How do I find the value of sin ( A-B)
When tan A= 4/3
Cot B= 5/12
If all the angles are in QI, then
sinA = 4/5
cosA = 3/5
sinB = 12/13
cosB = 5/13
now just use the difference formula
To find the value of sin(A-B) when tan A = 4/3 and cot B = 5/12, we can use the trigonometric identities and properties to calculate it step by step.
Step 1: Find sin A and cos A using the given value of tan A.
Since tan A = opposite/adjacent = 4/3, we can use the Pythagorean theorem to find the hypotenuse. Let's assume that the opposite side of angle A is 4, and the adjacent side is 3. The hypotenuse, according to the Pythagorean theorem, can be calculated as:
hypotenuse = √(opposite^2 + adjacent^2) = √(4^2 + 3^2) = √(16 + 9) = √25 = 5
Now, we can find sin A and cos A using the values we calculated:
sin A = opposite/hypotenuse = 4/5
cos A = adjacent/hypotenuse = 3/5
Step 2: Find sin B and cos B using the given value of cot B.

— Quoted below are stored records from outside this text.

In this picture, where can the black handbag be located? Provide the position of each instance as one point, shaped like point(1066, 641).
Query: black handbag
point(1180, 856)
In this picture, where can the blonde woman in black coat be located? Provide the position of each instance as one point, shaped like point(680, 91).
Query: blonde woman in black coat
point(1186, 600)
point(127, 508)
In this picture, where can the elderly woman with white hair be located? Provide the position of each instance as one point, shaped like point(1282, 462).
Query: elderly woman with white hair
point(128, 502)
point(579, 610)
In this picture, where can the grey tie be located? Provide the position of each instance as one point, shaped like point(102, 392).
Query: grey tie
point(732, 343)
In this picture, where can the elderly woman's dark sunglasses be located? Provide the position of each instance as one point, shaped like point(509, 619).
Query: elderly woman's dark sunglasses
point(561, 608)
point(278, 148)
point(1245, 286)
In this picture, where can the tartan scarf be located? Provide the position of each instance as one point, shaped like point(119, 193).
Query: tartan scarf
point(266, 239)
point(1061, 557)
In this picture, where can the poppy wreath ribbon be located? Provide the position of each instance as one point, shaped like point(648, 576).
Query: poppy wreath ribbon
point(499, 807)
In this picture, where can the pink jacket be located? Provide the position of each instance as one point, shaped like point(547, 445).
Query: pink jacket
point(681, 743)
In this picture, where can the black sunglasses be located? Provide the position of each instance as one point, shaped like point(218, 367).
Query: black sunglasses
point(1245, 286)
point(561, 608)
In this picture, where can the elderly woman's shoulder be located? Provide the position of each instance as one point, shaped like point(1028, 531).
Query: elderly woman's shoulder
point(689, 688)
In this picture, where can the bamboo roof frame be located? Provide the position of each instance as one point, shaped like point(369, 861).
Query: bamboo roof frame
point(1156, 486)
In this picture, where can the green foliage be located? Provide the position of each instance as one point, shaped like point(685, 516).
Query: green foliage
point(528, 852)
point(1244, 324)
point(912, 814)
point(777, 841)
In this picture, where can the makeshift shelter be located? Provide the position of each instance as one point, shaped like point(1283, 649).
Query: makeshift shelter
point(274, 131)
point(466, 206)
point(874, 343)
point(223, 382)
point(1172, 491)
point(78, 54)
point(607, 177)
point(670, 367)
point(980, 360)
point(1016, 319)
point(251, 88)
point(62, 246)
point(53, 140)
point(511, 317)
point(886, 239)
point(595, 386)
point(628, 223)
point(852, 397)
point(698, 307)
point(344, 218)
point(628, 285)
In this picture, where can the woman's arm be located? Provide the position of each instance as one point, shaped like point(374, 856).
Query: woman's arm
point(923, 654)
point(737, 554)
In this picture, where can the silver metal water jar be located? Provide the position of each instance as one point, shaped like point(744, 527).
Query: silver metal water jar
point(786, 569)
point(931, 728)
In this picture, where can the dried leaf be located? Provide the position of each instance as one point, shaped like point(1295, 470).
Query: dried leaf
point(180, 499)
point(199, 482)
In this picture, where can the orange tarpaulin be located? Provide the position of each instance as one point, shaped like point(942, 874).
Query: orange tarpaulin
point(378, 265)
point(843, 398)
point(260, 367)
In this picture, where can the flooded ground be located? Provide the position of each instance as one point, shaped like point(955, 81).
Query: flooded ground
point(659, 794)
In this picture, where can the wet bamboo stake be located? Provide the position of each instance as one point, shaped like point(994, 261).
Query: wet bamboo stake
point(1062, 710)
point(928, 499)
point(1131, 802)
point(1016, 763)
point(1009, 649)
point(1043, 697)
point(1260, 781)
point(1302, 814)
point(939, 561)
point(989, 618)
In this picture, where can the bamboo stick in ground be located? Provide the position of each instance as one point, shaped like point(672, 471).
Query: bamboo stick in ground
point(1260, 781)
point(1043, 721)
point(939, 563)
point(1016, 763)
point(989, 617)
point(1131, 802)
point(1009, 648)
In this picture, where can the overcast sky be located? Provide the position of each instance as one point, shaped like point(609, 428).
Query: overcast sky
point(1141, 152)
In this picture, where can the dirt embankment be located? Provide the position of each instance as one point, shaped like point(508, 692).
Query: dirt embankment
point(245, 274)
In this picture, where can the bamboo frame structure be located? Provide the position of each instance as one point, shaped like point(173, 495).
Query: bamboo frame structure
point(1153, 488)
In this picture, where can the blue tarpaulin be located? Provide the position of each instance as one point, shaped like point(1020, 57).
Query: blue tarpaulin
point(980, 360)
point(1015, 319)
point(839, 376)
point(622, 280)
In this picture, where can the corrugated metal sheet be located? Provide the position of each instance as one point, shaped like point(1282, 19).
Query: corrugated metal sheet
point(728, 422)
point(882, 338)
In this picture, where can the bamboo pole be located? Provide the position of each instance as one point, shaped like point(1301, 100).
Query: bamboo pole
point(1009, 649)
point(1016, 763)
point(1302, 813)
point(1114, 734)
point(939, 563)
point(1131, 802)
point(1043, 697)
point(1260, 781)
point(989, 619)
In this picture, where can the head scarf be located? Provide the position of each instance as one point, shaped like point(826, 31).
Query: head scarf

Since cot B = adjacent/opposite = 5/12, we can assume that the adjacent side of angle B is 5, and the opposite side is 12. Using the Pythagorean theorem, we can calculate the hypotenuse as:
hypotenuse = √(adjacent^2 + opposite^2) = √(5^2 + 12^2) = √(25 + 144) = √169 = 13
Now, we can find sin B and cos B using the values we calculated:
sin B = opposite/hypotenuse = 12/13
cos B = adjacent/hypotenuse = 5/13
Step 3: Use the trigonometric identity sin(A-B) = sin A * cos B - cos A * sin B.
Plugging in the values we calculated, we get:
sin(A-B) = (sin A * cos B) - (cos A * sin B)
= (4/5 * 5/13) - (3/5 * 12/13)
= 20/65 - 36/65
= -16/65
Therefore, the value of sin(A-B) is -16/65.